Estimators Evaluation¶
There are many ways to evaluate the performance of an estimator. The three commonly used metrics are
Unbiasedness
Efficiency
Consistency
Consistency¶
- Definition (Consistent estimator)
We say \(\hat{\theta}\) is a consistent estimator of \(\theta\) if for every \(\varepsilon > 0\), as \(n\rightarrow \infty\).
\[ \operatorname{\mathbb{P}}\left(\lim_{n \rightarrow \infty} \left\vert \hat{\theta}_n - \theta \right\vert > \varepsilon \right) \rightarrow 0 \]or equivalently,
\[ \hat{\theta}_n \overset{\mathcal{P}}{\longrightarrow} \theta \]
It can be interpreted as the distribution of the estimator \(\hat{\theta}\) collapses to the true parameter value \(\theta\).

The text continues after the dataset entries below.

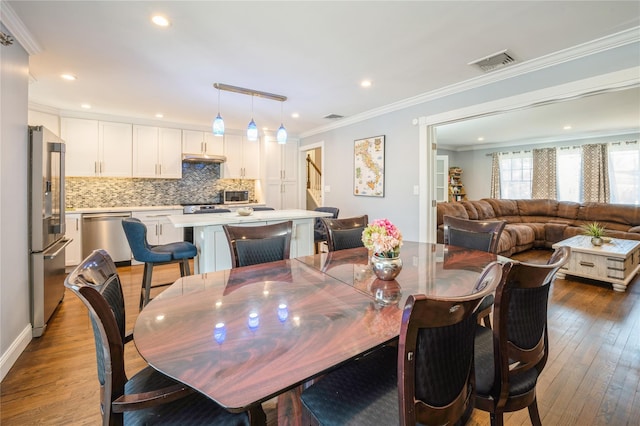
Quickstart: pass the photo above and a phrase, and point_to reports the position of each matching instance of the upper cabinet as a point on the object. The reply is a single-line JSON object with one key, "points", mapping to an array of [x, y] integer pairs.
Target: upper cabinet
{"points": [[96, 148], [243, 157], [281, 172], [157, 152], [196, 142]]}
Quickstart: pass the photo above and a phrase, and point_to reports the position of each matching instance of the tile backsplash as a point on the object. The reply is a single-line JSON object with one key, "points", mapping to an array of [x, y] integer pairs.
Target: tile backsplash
{"points": [[200, 183]]}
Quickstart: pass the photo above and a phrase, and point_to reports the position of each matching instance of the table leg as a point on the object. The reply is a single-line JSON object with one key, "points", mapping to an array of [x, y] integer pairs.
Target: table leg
{"points": [[290, 407]]}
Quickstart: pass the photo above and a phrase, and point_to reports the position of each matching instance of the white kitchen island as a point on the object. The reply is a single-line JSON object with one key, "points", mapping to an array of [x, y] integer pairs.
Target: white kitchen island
{"points": [[213, 249]]}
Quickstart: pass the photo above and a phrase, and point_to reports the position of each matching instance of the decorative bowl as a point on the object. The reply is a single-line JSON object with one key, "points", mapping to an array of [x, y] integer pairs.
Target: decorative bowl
{"points": [[245, 211]]}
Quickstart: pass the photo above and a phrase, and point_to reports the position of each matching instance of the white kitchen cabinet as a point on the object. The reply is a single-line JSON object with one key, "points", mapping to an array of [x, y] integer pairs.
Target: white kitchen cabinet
{"points": [[243, 158], [196, 142], [281, 174], [157, 152], [160, 230], [73, 231], [96, 148]]}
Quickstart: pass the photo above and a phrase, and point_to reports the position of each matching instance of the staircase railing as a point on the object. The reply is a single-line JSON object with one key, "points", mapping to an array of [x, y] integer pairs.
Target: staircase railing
{"points": [[314, 180]]}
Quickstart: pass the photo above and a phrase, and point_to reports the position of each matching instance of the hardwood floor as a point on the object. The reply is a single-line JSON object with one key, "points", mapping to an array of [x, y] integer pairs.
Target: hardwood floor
{"points": [[592, 376]]}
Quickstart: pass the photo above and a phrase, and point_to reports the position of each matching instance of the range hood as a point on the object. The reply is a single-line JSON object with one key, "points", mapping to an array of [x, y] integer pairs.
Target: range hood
{"points": [[203, 158]]}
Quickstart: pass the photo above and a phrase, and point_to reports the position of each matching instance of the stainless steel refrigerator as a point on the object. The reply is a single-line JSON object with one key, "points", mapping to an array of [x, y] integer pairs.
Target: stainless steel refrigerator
{"points": [[46, 225]]}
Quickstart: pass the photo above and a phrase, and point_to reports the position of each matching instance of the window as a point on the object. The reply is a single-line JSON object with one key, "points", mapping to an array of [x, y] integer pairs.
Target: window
{"points": [[569, 173], [515, 175], [624, 172]]}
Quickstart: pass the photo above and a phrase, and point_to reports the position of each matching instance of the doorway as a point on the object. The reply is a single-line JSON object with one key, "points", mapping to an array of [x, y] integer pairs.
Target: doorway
{"points": [[312, 158]]}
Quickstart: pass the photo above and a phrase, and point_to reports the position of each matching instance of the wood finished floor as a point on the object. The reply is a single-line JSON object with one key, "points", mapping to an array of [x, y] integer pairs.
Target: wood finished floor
{"points": [[592, 376]]}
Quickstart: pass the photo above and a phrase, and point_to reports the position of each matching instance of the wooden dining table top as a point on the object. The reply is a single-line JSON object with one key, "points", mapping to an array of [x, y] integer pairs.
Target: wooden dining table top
{"points": [[244, 335]]}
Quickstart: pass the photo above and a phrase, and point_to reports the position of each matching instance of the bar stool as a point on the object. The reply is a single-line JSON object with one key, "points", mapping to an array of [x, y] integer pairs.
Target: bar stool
{"points": [[178, 252]]}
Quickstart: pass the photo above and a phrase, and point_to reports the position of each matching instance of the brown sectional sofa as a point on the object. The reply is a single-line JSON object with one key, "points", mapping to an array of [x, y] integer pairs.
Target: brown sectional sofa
{"points": [[541, 223]]}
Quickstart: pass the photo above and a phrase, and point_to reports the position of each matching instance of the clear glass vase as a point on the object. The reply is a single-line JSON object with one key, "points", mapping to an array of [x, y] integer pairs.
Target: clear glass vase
{"points": [[386, 268]]}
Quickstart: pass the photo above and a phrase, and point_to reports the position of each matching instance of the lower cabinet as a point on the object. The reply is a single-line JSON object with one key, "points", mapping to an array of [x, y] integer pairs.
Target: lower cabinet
{"points": [[160, 230], [73, 225]]}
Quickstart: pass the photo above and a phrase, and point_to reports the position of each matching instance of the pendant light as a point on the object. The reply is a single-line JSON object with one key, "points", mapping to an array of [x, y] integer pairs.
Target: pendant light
{"points": [[252, 129], [218, 123], [281, 134]]}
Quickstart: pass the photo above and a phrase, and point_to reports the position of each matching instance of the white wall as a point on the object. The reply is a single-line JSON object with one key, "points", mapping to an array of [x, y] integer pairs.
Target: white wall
{"points": [[15, 326], [402, 150]]}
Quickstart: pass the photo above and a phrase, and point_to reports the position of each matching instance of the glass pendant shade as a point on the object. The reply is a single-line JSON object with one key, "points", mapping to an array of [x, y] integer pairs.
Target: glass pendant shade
{"points": [[218, 126], [281, 135], [252, 131]]}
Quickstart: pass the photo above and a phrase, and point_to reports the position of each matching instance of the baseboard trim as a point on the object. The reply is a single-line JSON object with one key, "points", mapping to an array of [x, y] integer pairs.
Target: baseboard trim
{"points": [[15, 350]]}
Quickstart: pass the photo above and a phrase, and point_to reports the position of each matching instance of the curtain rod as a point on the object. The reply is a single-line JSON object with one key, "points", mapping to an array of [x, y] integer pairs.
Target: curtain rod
{"points": [[250, 92]]}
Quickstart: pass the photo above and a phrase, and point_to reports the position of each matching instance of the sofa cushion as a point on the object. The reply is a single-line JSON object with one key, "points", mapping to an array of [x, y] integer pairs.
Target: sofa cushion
{"points": [[483, 209], [521, 234], [452, 209], [610, 214], [538, 208], [506, 210]]}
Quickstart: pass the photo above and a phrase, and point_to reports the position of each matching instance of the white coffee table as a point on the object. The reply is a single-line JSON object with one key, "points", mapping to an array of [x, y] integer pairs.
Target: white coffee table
{"points": [[616, 261]]}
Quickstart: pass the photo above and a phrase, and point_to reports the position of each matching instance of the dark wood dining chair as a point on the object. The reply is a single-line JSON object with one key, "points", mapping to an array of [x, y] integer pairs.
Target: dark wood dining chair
{"points": [[510, 358], [345, 233], [319, 230], [250, 245], [428, 378], [478, 235], [148, 397]]}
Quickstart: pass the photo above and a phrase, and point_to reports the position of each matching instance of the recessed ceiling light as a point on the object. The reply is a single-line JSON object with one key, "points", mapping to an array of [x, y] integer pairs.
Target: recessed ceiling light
{"points": [[160, 21]]}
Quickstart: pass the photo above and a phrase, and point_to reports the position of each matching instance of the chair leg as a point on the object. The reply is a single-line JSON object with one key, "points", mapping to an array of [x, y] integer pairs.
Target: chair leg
{"points": [[534, 414], [145, 292], [184, 268], [497, 419]]}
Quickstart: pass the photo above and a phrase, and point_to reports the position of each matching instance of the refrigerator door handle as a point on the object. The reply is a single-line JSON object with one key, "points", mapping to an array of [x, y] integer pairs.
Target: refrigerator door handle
{"points": [[60, 247]]}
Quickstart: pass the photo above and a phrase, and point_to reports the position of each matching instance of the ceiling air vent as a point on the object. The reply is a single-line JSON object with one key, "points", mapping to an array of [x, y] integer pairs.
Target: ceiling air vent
{"points": [[494, 61], [333, 116]]}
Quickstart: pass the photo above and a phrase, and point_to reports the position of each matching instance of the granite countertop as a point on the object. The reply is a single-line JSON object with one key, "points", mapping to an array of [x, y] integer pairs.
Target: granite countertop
{"points": [[187, 220], [120, 209]]}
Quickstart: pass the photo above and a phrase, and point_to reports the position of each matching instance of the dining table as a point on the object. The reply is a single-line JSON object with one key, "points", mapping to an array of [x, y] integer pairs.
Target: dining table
{"points": [[243, 336]]}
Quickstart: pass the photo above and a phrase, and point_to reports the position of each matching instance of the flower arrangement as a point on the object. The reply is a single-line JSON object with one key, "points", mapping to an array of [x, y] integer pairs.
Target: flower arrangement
{"points": [[383, 238]]}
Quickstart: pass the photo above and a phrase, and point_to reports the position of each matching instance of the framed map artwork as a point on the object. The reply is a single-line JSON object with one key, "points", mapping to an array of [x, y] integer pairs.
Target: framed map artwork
{"points": [[368, 166]]}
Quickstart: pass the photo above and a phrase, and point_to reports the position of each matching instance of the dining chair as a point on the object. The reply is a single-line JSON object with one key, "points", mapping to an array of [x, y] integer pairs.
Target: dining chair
{"points": [[250, 245], [177, 252], [148, 397], [510, 358], [478, 235], [319, 230], [345, 233], [428, 378]]}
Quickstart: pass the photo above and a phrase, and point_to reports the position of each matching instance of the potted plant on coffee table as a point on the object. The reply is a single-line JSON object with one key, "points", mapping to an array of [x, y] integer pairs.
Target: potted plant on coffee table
{"points": [[595, 231]]}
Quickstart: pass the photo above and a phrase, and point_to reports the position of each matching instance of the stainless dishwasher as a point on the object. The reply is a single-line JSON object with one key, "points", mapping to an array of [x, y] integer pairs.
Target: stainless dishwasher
{"points": [[104, 231]]}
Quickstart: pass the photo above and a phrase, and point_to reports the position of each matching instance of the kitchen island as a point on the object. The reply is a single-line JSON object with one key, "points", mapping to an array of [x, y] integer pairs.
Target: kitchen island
{"points": [[213, 248]]}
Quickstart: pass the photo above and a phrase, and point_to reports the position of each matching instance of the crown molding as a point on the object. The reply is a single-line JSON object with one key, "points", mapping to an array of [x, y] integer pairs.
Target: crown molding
{"points": [[18, 30], [612, 41]]}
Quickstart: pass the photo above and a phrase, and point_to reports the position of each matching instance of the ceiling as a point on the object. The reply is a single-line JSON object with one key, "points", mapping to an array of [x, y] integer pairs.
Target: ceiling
{"points": [[315, 53]]}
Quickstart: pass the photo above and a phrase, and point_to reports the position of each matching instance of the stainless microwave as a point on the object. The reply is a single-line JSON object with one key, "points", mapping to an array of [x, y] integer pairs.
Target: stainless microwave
{"points": [[236, 197]]}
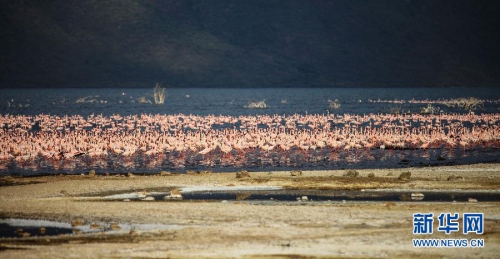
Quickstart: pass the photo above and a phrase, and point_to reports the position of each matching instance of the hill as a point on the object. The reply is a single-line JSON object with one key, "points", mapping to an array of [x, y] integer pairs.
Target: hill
{"points": [[258, 43]]}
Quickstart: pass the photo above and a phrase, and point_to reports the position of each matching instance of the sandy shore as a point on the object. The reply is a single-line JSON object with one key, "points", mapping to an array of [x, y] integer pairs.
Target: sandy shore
{"points": [[242, 229]]}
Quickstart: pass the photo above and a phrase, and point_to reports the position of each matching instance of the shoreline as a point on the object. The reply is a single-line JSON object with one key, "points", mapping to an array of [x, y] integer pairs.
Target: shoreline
{"points": [[214, 229]]}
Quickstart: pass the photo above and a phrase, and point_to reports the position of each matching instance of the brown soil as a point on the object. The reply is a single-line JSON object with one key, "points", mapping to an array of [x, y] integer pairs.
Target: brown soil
{"points": [[241, 229]]}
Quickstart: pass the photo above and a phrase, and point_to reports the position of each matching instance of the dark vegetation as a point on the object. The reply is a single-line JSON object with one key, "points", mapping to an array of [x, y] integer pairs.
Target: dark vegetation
{"points": [[259, 43]]}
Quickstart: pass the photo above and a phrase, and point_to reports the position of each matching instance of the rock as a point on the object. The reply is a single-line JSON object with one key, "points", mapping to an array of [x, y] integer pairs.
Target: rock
{"points": [[454, 178], [65, 193], [95, 226], [114, 226], [242, 174], [174, 195], [77, 222], [351, 173], [405, 176], [165, 173]]}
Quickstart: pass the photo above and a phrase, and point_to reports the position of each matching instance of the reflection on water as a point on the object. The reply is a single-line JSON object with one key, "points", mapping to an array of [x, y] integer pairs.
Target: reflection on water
{"points": [[254, 160]]}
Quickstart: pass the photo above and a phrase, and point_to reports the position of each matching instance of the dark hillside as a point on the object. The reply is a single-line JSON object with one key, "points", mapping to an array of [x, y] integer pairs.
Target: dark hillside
{"points": [[258, 43]]}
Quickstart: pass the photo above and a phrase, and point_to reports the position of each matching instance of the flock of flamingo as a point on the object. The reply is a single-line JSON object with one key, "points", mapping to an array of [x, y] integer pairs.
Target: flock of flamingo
{"points": [[69, 141]]}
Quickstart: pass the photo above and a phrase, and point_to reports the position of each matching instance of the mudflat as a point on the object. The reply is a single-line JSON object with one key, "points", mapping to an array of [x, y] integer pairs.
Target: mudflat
{"points": [[243, 228]]}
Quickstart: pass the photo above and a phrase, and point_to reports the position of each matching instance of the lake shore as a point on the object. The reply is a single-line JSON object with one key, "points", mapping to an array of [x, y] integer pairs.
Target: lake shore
{"points": [[215, 229]]}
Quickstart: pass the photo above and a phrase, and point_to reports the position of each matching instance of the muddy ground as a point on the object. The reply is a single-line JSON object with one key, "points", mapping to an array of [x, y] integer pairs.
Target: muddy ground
{"points": [[215, 229]]}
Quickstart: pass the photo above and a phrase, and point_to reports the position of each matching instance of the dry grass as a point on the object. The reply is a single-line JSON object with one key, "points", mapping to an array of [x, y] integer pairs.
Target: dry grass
{"points": [[159, 94]]}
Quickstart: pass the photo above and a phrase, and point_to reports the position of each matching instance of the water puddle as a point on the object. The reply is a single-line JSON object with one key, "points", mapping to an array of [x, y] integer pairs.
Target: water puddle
{"points": [[277, 195], [14, 228]]}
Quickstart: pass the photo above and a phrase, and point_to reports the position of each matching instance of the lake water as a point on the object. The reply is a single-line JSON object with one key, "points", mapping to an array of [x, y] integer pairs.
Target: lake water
{"points": [[232, 102]]}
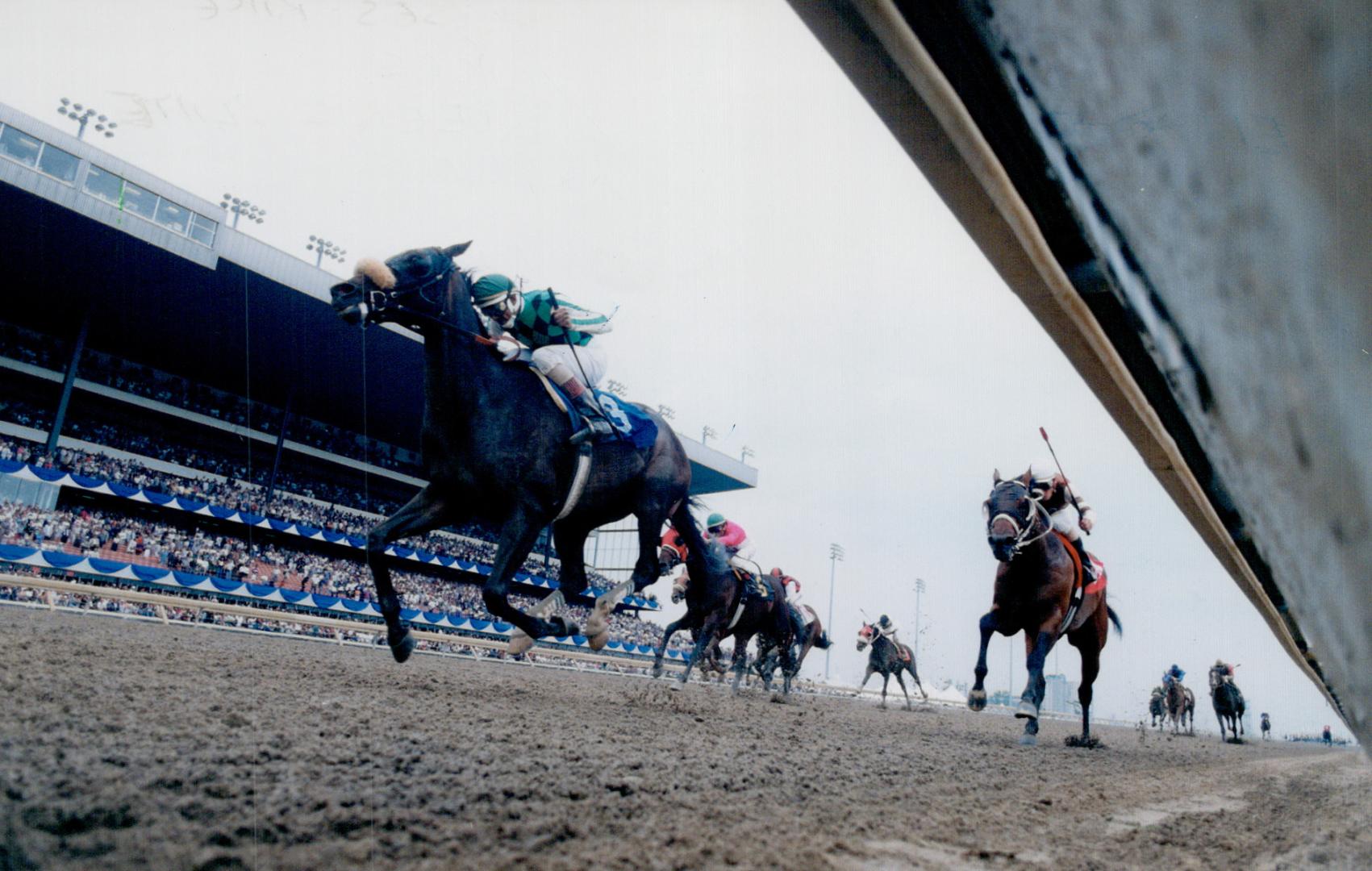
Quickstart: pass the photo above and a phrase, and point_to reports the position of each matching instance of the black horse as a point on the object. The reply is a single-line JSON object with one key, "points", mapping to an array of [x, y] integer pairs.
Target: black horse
{"points": [[769, 659], [888, 659], [719, 604], [497, 450], [1228, 704], [1033, 591]]}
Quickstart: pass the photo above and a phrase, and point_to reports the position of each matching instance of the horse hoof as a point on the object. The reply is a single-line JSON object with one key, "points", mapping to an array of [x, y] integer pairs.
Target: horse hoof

Comparison of unbiasedness and consistent estimators.
Note that unbiased estimators aren’t necessarily consistent. For instance,
an estimator that always use the first fixed \(m\) observations, or
an estimator of \(\mu=0.5\) in \(\mathcal{U}(0,1)\) that only takes \(0\) or \(1\) value.
If the variance of an unbiased estimator shrinks to 0 as \(n\rightarrow \infty\), then it is consistent.
Vice versa, consistent estimators are not necessarily unbiased, like many maximum likelihood estimators.